Ementa: RECURSO ESPECIAL. RESPONSABILIDADE CIVIL. PERDA DE UMA CHANCE. DESCUMPRIMENTO DE CONTRATO DE COLETA DE CÉLULAS-TRONCO EMBRIONÁRIAS DO CORDÃO UMBILICAL DO RECÉM NASCIDO. NÃO COMPARECIMENTO AO HOSPITAL. LEGITIMIDADE DA CRIANÇA PREJUDICADA. DANO EXTRAPATRIMONIAL CARACTERIZADO. 1. Demanda indenizatória movida contra empresa especializada em coleta e armazenagem de células tronco embrionárias, em face da falha na prestação de serviço caracterizada pela ausência de prepostos no momento do parto. […]. 3. A teoria da perda de uma chance aplica-se quando o evento danoso acarreta para alguém a frustração da chance de obter um proveito determinado ou de evitar uma perda. 4. Não se exige a comprovação da existência do dano final, bastando prova da certeza da chance perdida, pois esta é o objeto de reparação. 5. Caracterização de dano extrapatrimonial para criança que tem frustrada a chance de ter suas células embrionárias colhidas e armazenadas para, se for preciso, no futuro, fazer uso em tratamento de saúde. […]. 8. Recurso provido. (STJ, REsp nº 1.291.247 – RJ. Relator: Min. Paulo de Tarso Sanseverino, Terceira Turma. Recorrente: Carlos Márcio da Costa Cortázio Corrêa e outros. Recorrido: Criopraxis Criobiologia LTDA. Data do Julgamento: 19.08.2014, Data da Publicação: 01.10.2014).

Conclusão

Desse modo, depreende-se que há a possibilidade do recebimento de indenização pela perda de uma chance.
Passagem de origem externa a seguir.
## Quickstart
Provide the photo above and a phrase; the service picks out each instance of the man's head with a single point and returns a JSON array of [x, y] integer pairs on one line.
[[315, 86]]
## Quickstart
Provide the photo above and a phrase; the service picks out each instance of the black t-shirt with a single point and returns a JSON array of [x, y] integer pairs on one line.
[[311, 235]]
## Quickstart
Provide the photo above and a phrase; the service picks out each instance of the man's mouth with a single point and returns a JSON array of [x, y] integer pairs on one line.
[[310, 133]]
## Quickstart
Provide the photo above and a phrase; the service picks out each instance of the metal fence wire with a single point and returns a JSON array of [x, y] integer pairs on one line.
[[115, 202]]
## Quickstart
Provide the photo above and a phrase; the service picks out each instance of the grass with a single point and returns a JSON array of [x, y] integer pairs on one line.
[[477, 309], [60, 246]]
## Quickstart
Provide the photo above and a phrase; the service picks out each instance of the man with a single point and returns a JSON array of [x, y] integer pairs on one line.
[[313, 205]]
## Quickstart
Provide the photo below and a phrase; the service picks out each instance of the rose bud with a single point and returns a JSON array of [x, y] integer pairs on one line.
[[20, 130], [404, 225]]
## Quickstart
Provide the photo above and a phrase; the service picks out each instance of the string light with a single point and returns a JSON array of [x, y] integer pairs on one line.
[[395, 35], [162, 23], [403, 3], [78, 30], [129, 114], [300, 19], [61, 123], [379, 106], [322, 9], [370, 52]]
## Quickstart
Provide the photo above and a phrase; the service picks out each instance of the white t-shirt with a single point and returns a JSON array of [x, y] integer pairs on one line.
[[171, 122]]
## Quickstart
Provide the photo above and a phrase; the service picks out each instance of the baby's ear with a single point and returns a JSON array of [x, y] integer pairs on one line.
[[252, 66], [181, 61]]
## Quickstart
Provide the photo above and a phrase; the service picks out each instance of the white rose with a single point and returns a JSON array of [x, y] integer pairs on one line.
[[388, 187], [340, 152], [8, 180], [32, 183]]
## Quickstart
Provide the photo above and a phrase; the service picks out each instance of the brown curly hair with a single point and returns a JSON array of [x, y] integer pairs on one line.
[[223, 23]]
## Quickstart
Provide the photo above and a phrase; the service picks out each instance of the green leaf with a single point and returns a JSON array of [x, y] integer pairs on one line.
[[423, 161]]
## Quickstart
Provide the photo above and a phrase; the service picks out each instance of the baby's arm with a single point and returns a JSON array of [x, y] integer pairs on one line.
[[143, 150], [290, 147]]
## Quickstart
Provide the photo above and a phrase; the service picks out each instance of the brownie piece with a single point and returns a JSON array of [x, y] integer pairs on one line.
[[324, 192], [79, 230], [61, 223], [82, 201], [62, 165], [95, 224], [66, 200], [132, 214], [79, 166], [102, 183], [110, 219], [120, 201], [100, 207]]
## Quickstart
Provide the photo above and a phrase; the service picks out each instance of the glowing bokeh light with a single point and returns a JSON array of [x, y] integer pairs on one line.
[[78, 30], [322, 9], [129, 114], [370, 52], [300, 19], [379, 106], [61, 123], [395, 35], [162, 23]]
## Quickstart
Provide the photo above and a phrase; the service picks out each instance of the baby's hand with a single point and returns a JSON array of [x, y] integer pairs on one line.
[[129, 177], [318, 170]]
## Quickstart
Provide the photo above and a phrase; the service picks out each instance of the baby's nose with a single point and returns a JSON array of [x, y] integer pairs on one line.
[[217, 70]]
No entanto, a oportunidade perdida deve ser razoavelmente demonstrada, pois se trata de possibilidade improvável ou quase certa, esta não ensejará a reparação do dano.

Porém, frise-se que apenas a alegação da perda de uma chance é insuficiente para obter uma indenização. A probabilidade  da ocorrência do resultado, no caso concreto, deve ser suficientemente demonstrada.

REFERÊNCIAS BIBLIOGRÁFICAS

BRASIL. Superior Tribunal de Justiça. Recurso Especial nº 1.291.247 - RJ. Relator: Min. Paulo de Tarso Sanseverino, Terceira Turma. Recorrente: Carlos Márcio da Costa Cortázio Corrêa e outros. Recorrido: Criopraxis Criobiologia LTDA. Data do Julgamento: 19.08.2014, Data da Publicação: 01.10.2014. Disponível em: <https://ww2.stj.jus.br/processo/revista/documento/mediado/?componente=ITA&sequencial=1336307&num_registro=201102672798&data=20141001&formato=PDF>. Acesso em: 02.02.2017

______. Superior Tribunal de Justiça. Recurso Especial nº 788.459 - BA. Relator: Min. Fernando Gonçalves, Quarta Turma. Recorrente: BF Utilidades Domésticas LTDA. Recorrido: Ana Lúcia Serbeto de Freitas Matos. Data do Julgamento: 8.11.2005, Data da Publicação: 13.03.2006. Disponível em: <https://ww2.stj.jus.br/processo/revista/documento/mediado/?componente=ATC&sequencial=2119427&num_registro=200501724109&data=20060313&tipo=5&formato=PDF>. Acesso em: 02.02.2017.

RIZZARDO, Arnaldo. Responsabilidade Civil. 7. Ed. Rio de Janeiro: Forense, 2015.